The CPRA includes a number of important revisions to existing requirements: (1) eliminates the CCPA exception for employee personal information and B2B personal information; (2) revises general purpose limitation for collection of data so that it is “reasonably necessary and proportionate to achieve the purposes for which the personal information was collected or processed;” (3) expands the definition of “sensitive personal information” to match the GDPA definition; (4) adding a new consumer right to correct inaccurate personal information; (5) revised vendor flow down requirements; and (6) adding duty to implement reasonable security precautions and practices “appropriate to the nature of the personal information.”

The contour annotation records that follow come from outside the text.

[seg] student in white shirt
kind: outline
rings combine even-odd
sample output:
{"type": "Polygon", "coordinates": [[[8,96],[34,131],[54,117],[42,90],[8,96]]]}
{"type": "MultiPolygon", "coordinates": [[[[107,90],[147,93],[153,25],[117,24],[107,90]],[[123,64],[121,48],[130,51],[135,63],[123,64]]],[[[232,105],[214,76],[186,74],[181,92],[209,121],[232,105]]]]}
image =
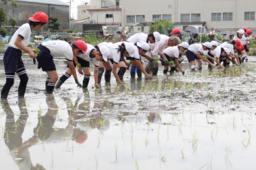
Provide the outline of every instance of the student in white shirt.
{"type": "MultiPolygon", "coordinates": [[[[95,87],[96,88],[99,88],[99,84],[97,83],[98,81],[98,67],[99,65],[100,61],[105,58],[108,59],[108,56],[110,54],[108,48],[105,46],[102,46],[97,50],[91,44],[87,44],[87,50],[86,53],[81,54],[80,56],[74,56],[74,66],[81,65],[81,68],[78,66],[78,71],[80,74],[83,74],[83,71],[84,74],[84,78],[83,80],[83,88],[87,88],[88,87],[90,77],[90,62],[92,60],[94,62],[94,79],[95,79],[95,87]]],[[[69,65],[67,65],[67,70],[66,73],[59,79],[58,82],[56,83],[55,89],[59,88],[60,86],[72,74],[69,65]]]]}
{"type": "Polygon", "coordinates": [[[239,47],[240,45],[241,45],[241,41],[239,40],[233,40],[230,42],[224,42],[224,43],[222,43],[221,45],[219,45],[220,47],[228,48],[230,51],[230,53],[227,55],[227,65],[229,65],[229,63],[230,62],[230,60],[232,60],[232,62],[233,63],[236,63],[236,65],[240,65],[239,57],[234,56],[235,54],[234,49],[239,47]],[[236,62],[235,59],[236,59],[237,63],[236,62]]]}
{"type": "MultiPolygon", "coordinates": [[[[123,83],[123,82],[121,81],[120,78],[123,78],[126,68],[120,67],[118,73],[117,73],[117,65],[120,62],[120,58],[123,59],[124,56],[133,57],[133,54],[135,53],[134,45],[130,42],[117,42],[115,44],[103,42],[99,44],[99,47],[100,47],[101,46],[105,46],[109,49],[110,55],[108,56],[108,59],[113,59],[113,74],[117,79],[118,83],[123,83]]],[[[112,67],[111,66],[108,61],[104,60],[103,65],[104,67],[106,68],[105,80],[109,82],[112,67]]]]}
{"type": "Polygon", "coordinates": [[[65,41],[49,41],[43,42],[38,48],[41,50],[41,53],[38,54],[36,59],[43,71],[46,71],[48,75],[45,83],[45,90],[47,93],[53,93],[55,83],[58,80],[58,74],[53,57],[65,56],[66,59],[68,60],[69,69],[73,74],[75,83],[78,87],[82,87],[78,79],[73,64],[73,56],[86,53],[87,45],[84,41],[78,40],[70,45],[65,41]]]}
{"type": "Polygon", "coordinates": [[[6,83],[2,89],[2,99],[8,97],[11,87],[14,83],[15,73],[17,74],[20,80],[18,96],[24,96],[29,77],[21,58],[22,50],[28,53],[31,58],[36,56],[35,50],[32,50],[27,48],[31,32],[34,29],[41,29],[47,23],[48,23],[48,16],[43,12],[38,12],[33,17],[29,18],[29,23],[24,23],[14,34],[3,59],[6,83]]]}
{"type": "Polygon", "coordinates": [[[187,42],[183,42],[178,46],[169,47],[163,50],[164,55],[166,56],[168,62],[173,61],[174,65],[167,65],[165,66],[165,69],[163,70],[163,74],[166,74],[168,71],[169,67],[171,67],[171,73],[174,72],[175,66],[178,68],[181,72],[184,74],[184,71],[182,70],[181,65],[179,65],[179,52],[184,53],[185,50],[188,49],[189,44],[187,42]]]}
{"type": "MultiPolygon", "coordinates": [[[[131,36],[130,38],[129,38],[126,41],[133,43],[133,44],[135,44],[137,42],[146,42],[146,43],[148,43],[149,44],[154,44],[154,43],[157,43],[160,40],[160,34],[159,34],[158,32],[154,32],[148,35],[142,33],[142,32],[137,33],[131,36]]],[[[140,55],[146,58],[150,62],[153,61],[153,59],[149,56],[148,56],[146,53],[143,53],[143,54],[141,53],[140,55]]],[[[129,56],[126,58],[126,59],[133,59],[129,56]]],[[[142,71],[139,68],[136,63],[134,62],[132,64],[132,66],[130,68],[130,74],[131,74],[132,77],[135,77],[136,72],[137,72],[138,77],[142,77],[142,71]]]]}
{"type": "Polygon", "coordinates": [[[209,42],[206,42],[203,44],[194,44],[190,45],[187,50],[186,51],[186,56],[187,58],[188,62],[191,65],[191,70],[195,71],[196,69],[196,62],[198,63],[198,69],[202,69],[202,61],[207,62],[212,67],[215,67],[212,62],[210,62],[207,59],[201,56],[203,53],[203,50],[210,50],[212,45],[209,42]]]}
{"type": "Polygon", "coordinates": [[[255,40],[256,38],[256,37],[252,38],[251,34],[252,34],[252,31],[251,29],[247,29],[245,35],[242,35],[246,38],[246,41],[247,41],[247,44],[246,46],[245,46],[245,49],[246,52],[245,61],[248,61],[248,52],[250,51],[250,49],[249,49],[250,41],[255,40]]]}

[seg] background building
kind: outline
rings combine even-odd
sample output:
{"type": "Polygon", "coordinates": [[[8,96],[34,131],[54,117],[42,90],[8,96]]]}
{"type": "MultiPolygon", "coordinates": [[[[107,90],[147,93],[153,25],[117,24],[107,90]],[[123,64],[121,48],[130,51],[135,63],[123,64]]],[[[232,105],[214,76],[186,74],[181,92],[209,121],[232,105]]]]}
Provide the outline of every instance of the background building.
{"type": "MultiPolygon", "coordinates": [[[[29,17],[32,17],[38,11],[44,12],[49,17],[57,17],[59,23],[59,29],[69,28],[69,5],[58,0],[16,0],[19,7],[14,8],[9,2],[4,5],[0,1],[0,6],[4,7],[5,11],[8,16],[8,19],[14,17],[20,26],[22,24],[28,23],[29,17]]],[[[8,21],[6,25],[10,25],[8,21]]],[[[44,27],[44,30],[47,30],[47,25],[44,27]]]]}
{"type": "Polygon", "coordinates": [[[254,0],[93,0],[88,11],[96,23],[133,27],[165,19],[181,30],[194,25],[206,26],[208,31],[242,27],[256,31],[254,0]]]}

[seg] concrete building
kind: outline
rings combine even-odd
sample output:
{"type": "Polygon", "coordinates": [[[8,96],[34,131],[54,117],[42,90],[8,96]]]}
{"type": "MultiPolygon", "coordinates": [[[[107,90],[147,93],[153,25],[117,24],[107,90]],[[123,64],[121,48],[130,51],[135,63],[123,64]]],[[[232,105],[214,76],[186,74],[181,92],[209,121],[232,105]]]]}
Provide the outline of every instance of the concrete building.
{"type": "MultiPolygon", "coordinates": [[[[32,17],[38,11],[44,12],[49,17],[57,17],[60,29],[69,29],[69,5],[59,0],[16,0],[19,7],[14,8],[9,2],[4,5],[0,1],[0,6],[4,7],[8,19],[14,17],[17,22],[17,26],[29,21],[32,17]]],[[[8,21],[5,22],[9,25],[8,21]]],[[[44,30],[47,30],[47,25],[44,30]]]]}
{"type": "Polygon", "coordinates": [[[254,0],[93,0],[90,6],[90,17],[95,23],[133,26],[165,19],[181,30],[190,25],[208,31],[256,29],[254,0]]]}

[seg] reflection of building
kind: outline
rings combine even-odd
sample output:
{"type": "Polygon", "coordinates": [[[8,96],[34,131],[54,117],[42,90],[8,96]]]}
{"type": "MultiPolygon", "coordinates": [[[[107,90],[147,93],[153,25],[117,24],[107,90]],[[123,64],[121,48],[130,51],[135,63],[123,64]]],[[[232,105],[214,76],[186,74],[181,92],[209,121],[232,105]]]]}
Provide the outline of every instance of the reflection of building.
{"type": "Polygon", "coordinates": [[[93,0],[90,7],[90,20],[95,23],[121,23],[122,26],[133,27],[139,23],[165,19],[175,23],[181,30],[190,25],[203,26],[208,30],[256,27],[253,0],[93,0]]]}
{"type": "MultiPolygon", "coordinates": [[[[29,17],[38,12],[44,12],[49,17],[57,17],[59,23],[60,29],[69,28],[69,5],[62,2],[54,0],[16,0],[19,4],[19,7],[14,8],[11,5],[11,2],[4,5],[0,1],[0,6],[4,7],[5,11],[8,15],[8,18],[14,17],[20,26],[23,23],[28,23],[29,17]]],[[[8,21],[5,23],[8,24],[8,21]]],[[[8,24],[10,26],[10,24],[8,24]]],[[[44,30],[47,30],[47,25],[44,27],[44,30]]]]}

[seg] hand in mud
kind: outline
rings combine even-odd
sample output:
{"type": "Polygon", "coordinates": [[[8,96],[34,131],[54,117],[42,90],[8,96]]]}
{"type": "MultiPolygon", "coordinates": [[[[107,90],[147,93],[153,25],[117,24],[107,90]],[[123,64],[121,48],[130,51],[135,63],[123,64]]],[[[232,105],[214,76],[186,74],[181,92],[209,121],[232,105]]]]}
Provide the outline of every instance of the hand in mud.
{"type": "Polygon", "coordinates": [[[80,73],[81,74],[84,75],[84,74],[83,74],[83,71],[82,71],[82,69],[81,69],[81,68],[78,68],[78,73],[80,73]]]}
{"type": "Polygon", "coordinates": [[[150,79],[152,79],[152,75],[151,74],[148,74],[147,77],[149,77],[150,79]]]}
{"type": "Polygon", "coordinates": [[[29,54],[30,58],[32,58],[32,59],[37,56],[37,55],[32,50],[29,51],[29,54]]]}
{"type": "Polygon", "coordinates": [[[97,88],[97,89],[100,89],[100,87],[99,87],[99,84],[97,84],[97,83],[96,83],[96,84],[95,84],[95,87],[96,87],[96,88],[97,88]]]}
{"type": "Polygon", "coordinates": [[[182,74],[184,75],[184,74],[185,74],[184,71],[181,71],[182,73],[182,74]]]}
{"type": "Polygon", "coordinates": [[[75,81],[78,84],[78,87],[79,87],[80,88],[82,87],[82,85],[79,83],[79,81],[78,80],[75,79],[75,81]]]}

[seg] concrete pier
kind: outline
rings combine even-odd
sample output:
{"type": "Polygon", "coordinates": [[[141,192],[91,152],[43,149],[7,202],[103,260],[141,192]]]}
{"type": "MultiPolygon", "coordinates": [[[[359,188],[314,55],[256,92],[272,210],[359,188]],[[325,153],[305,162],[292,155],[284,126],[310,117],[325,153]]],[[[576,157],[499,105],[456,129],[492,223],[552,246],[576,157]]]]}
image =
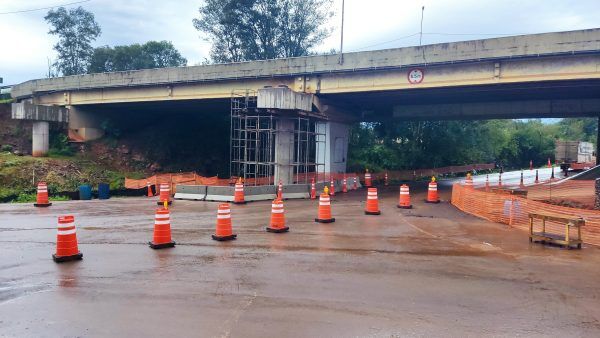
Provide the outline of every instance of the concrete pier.
{"type": "Polygon", "coordinates": [[[48,155],[50,144],[50,124],[47,121],[33,121],[32,127],[32,147],[31,155],[33,157],[44,157],[48,155]]]}

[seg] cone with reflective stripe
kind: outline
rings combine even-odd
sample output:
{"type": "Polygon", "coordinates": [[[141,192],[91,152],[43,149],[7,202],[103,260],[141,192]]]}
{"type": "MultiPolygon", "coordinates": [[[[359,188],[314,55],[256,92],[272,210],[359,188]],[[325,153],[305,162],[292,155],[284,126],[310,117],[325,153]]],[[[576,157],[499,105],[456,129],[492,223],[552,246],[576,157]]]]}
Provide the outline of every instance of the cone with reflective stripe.
{"type": "Polygon", "coordinates": [[[233,204],[246,204],[246,201],[244,200],[244,183],[242,183],[242,178],[239,178],[235,183],[234,189],[233,204]]]}
{"type": "Polygon", "coordinates": [[[467,173],[467,178],[465,179],[465,188],[467,190],[473,190],[473,178],[471,177],[471,173],[467,173]]]}
{"type": "Polygon", "coordinates": [[[377,199],[377,188],[367,189],[367,203],[365,205],[365,215],[380,215],[379,200],[377,199]]]}
{"type": "Polygon", "coordinates": [[[427,199],[425,200],[427,203],[440,203],[440,198],[437,194],[437,182],[435,181],[435,176],[431,177],[431,182],[429,182],[429,186],[427,188],[427,199]]]}
{"type": "Polygon", "coordinates": [[[371,173],[367,169],[365,172],[365,187],[369,188],[371,185],[371,173]]]}
{"type": "Polygon", "coordinates": [[[329,196],[335,196],[335,182],[333,178],[329,180],[329,196]]]}
{"type": "Polygon", "coordinates": [[[401,209],[411,209],[412,205],[410,204],[410,189],[408,185],[403,184],[400,186],[400,199],[398,200],[398,208],[401,209]]]}
{"type": "Polygon", "coordinates": [[[58,217],[58,233],[56,234],[56,253],[52,259],[56,263],[79,260],[83,254],[77,247],[75,217],[72,215],[58,217]]]}
{"type": "Polygon", "coordinates": [[[277,186],[277,198],[283,200],[283,183],[279,180],[279,185],[277,186]]]}
{"type": "Polygon", "coordinates": [[[167,201],[167,203],[169,205],[171,205],[171,203],[173,203],[173,201],[171,200],[171,188],[169,187],[169,184],[161,183],[161,184],[159,184],[159,187],[160,187],[160,194],[158,195],[158,202],[156,202],[156,204],[163,205],[165,203],[165,201],[167,201]]]}
{"type": "Polygon", "coordinates": [[[146,196],[154,197],[154,194],[152,193],[152,186],[150,185],[150,182],[146,183],[146,187],[148,188],[148,194],[146,196]]]}
{"type": "Polygon", "coordinates": [[[271,204],[271,223],[267,227],[268,232],[281,233],[290,230],[285,226],[285,212],[283,209],[283,201],[276,199],[271,204]]]}
{"type": "Polygon", "coordinates": [[[331,217],[331,197],[329,196],[329,189],[327,186],[323,189],[323,193],[319,198],[319,213],[318,217],[315,218],[315,222],[319,223],[333,223],[335,218],[331,217]]]}
{"type": "Polygon", "coordinates": [[[169,209],[158,208],[154,215],[154,236],[148,242],[152,249],[172,248],[175,242],[171,240],[171,216],[169,209]]]}
{"type": "Polygon", "coordinates": [[[45,208],[51,206],[52,203],[48,201],[48,185],[46,182],[39,182],[37,187],[37,198],[33,206],[38,208],[45,208]]]}
{"type": "Polygon", "coordinates": [[[229,203],[219,204],[217,211],[217,227],[212,238],[215,241],[230,241],[236,239],[237,235],[233,233],[231,228],[231,208],[229,203]]]}

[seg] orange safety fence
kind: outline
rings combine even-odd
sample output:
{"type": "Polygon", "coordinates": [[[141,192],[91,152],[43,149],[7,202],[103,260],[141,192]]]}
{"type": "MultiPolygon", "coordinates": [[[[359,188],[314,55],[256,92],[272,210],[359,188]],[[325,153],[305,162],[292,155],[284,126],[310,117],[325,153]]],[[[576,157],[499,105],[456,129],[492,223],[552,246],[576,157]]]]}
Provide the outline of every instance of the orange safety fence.
{"type": "MultiPolygon", "coordinates": [[[[600,211],[598,210],[564,207],[518,195],[468,189],[459,183],[452,186],[452,204],[466,213],[527,231],[529,230],[529,213],[581,217],[585,220],[585,226],[581,228],[583,241],[588,244],[600,245],[600,211]]],[[[535,224],[539,227],[538,223],[535,224]]],[[[565,225],[547,221],[546,229],[547,232],[563,234],[565,225]]]]}

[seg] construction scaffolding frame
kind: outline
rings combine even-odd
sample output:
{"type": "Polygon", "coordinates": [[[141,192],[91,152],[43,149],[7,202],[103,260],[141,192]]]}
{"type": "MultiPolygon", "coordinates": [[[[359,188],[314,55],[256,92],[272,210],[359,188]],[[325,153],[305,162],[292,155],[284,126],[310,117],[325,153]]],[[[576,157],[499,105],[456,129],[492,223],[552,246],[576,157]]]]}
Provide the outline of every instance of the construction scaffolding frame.
{"type": "Polygon", "coordinates": [[[319,120],[301,113],[278,113],[258,109],[256,92],[234,91],[231,97],[230,176],[241,177],[247,185],[271,185],[275,173],[277,122],[294,121],[293,158],[295,183],[310,183],[324,177],[325,134],[319,120]],[[323,171],[319,173],[318,171],[323,171]]]}

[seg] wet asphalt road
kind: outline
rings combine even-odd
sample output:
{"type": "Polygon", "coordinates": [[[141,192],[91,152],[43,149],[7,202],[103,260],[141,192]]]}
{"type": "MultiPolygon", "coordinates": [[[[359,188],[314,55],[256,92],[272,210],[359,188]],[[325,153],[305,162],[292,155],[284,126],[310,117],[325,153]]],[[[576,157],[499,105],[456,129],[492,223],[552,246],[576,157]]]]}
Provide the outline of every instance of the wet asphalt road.
{"type": "Polygon", "coordinates": [[[175,201],[173,249],[154,251],[155,200],[0,205],[0,336],[599,336],[600,251],[530,244],[525,232],[445,201],[337,221],[286,201],[291,232],[264,232],[270,203],[232,207],[238,240],[210,239],[217,203],[175,201]],[[74,214],[83,261],[55,264],[56,216],[74,214]]]}

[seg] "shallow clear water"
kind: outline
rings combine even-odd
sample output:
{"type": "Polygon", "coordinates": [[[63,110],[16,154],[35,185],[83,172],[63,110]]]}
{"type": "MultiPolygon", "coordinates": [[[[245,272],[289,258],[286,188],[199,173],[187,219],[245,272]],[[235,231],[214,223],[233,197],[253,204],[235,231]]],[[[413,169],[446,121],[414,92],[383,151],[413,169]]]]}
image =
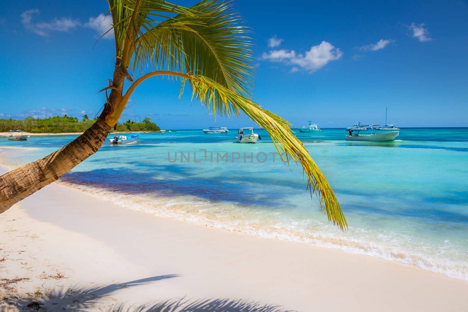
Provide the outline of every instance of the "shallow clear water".
{"type": "MultiPolygon", "coordinates": [[[[106,142],[61,181],[160,216],[468,279],[468,128],[402,129],[397,140],[382,143],[347,142],[342,129],[297,133],[336,192],[349,224],[344,232],[328,223],[316,197],[311,200],[300,168],[288,167],[278,154],[273,161],[268,134],[256,132],[263,139],[256,145],[235,143],[235,130],[144,133],[129,145],[106,142]]],[[[0,157],[19,166],[75,137],[1,138],[0,146],[35,149],[0,157]]]]}

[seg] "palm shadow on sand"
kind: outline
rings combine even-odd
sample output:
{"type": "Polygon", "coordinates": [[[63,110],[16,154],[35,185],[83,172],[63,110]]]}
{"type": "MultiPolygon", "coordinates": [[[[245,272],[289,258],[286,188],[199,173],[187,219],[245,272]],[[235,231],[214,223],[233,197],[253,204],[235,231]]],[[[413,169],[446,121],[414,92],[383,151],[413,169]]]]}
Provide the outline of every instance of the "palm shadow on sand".
{"type": "MultiPolygon", "coordinates": [[[[100,311],[109,312],[293,312],[282,307],[250,300],[229,298],[190,299],[174,298],[154,300],[143,304],[121,302],[113,305],[104,303],[106,297],[122,288],[146,285],[158,281],[179,276],[171,274],[153,276],[127,283],[111,284],[103,287],[90,287],[80,284],[64,290],[55,290],[39,297],[5,298],[5,303],[21,311],[100,311]]],[[[0,305],[0,309],[1,308],[0,305]]]]}

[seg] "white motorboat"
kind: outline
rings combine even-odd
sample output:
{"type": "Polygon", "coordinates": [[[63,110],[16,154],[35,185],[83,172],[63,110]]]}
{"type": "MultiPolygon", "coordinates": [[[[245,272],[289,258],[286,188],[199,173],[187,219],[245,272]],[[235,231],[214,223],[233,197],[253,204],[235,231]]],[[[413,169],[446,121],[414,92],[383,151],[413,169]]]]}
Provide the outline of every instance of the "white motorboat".
{"type": "Polygon", "coordinates": [[[257,140],[261,140],[262,138],[254,133],[254,128],[251,127],[241,128],[237,132],[235,141],[238,143],[256,143],[257,140]]]}
{"type": "Polygon", "coordinates": [[[387,124],[387,113],[388,108],[385,108],[385,125],[382,127],[377,127],[375,128],[377,131],[398,131],[400,130],[395,126],[394,124],[387,124]]]}
{"type": "Polygon", "coordinates": [[[392,131],[377,133],[376,131],[376,127],[378,124],[371,124],[369,126],[361,125],[359,123],[352,127],[346,128],[346,131],[349,131],[349,135],[346,136],[346,141],[373,141],[374,142],[383,142],[385,141],[393,141],[398,136],[399,131],[392,131]],[[370,134],[362,134],[365,131],[369,131],[371,129],[370,134]]]}
{"type": "Polygon", "coordinates": [[[202,130],[205,133],[227,133],[229,131],[227,128],[222,127],[210,127],[202,130]]]}
{"type": "Polygon", "coordinates": [[[110,138],[111,144],[131,144],[135,143],[139,140],[139,133],[135,133],[130,135],[116,135],[114,138],[110,138]]]}
{"type": "Polygon", "coordinates": [[[317,126],[316,123],[312,123],[312,122],[310,120],[307,121],[309,123],[309,125],[307,127],[304,126],[303,127],[300,127],[298,129],[299,129],[299,132],[318,132],[322,131],[321,129],[319,129],[318,127],[317,126]]]}
{"type": "Polygon", "coordinates": [[[8,139],[11,141],[24,141],[29,138],[29,135],[24,133],[22,130],[10,130],[8,139]]]}

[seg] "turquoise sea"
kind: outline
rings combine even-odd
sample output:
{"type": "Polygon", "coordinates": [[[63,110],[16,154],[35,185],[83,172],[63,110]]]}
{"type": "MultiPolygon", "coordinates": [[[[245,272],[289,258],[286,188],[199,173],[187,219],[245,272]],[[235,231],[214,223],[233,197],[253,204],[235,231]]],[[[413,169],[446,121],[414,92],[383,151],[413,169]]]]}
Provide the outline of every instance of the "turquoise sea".
{"type": "MultiPolygon", "coordinates": [[[[347,142],[343,129],[297,133],[335,191],[349,225],[345,231],[311,200],[300,167],[288,167],[277,154],[273,160],[268,133],[256,132],[263,139],[256,145],[235,143],[235,130],[143,133],[128,145],[108,142],[61,181],[129,209],[468,279],[468,128],[403,128],[383,143],[347,142]]],[[[34,149],[4,152],[1,162],[36,160],[75,137],[1,138],[0,146],[34,149]]]]}

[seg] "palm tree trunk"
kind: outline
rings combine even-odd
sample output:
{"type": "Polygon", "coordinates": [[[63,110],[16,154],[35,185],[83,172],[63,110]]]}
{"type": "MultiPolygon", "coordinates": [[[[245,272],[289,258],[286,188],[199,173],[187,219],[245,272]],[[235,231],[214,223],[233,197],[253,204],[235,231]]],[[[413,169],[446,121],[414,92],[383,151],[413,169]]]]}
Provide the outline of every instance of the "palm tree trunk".
{"type": "Polygon", "coordinates": [[[83,134],[58,151],[0,176],[0,213],[96,152],[111,129],[100,117],[83,134]]]}
{"type": "Polygon", "coordinates": [[[65,146],[38,160],[0,176],[0,213],[46,185],[57,181],[75,166],[96,152],[115,126],[126,102],[122,90],[127,69],[116,57],[110,94],[101,116],[83,134],[65,146]]]}

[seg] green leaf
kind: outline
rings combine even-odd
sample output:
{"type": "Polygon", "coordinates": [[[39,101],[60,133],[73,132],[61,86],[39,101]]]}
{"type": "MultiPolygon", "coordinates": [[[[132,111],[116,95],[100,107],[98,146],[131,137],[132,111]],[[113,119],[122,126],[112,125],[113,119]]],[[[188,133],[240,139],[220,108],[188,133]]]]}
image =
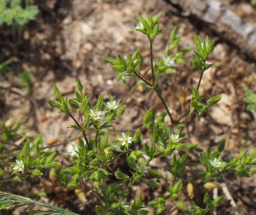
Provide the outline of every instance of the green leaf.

The Privacy Agency intends to implement regulations governing annual cybersecurity audits. In March 2023, the CCPA issued regulations requiring companies to file each year a data security and privacy risk assessment.
Data Privacy Outside of California
California is not the only data privacy actor in the state law arena. Virginia, Colorado, Utah, Iowa and Connecticut have new data privacy laws that have gone into effect, and more are on the way in 2024 — Montana, Tennessee and Texas. While these laws are similar, each has their own spin on specific issues. To avoid this mess and line-drawing across the map, many companies are just applying the most stringent set of laws and regulations for “peace of mind.”
Connecticut, Colorado and Virginia require companies to conduct impact assessments, similar to the GDPR requirement. All the state laws provide the consumer rights of data access, correction, portability and deletion. All the states cited above require companies to execute third-party contracts to process personal data and protect that information with reasonable data security measures.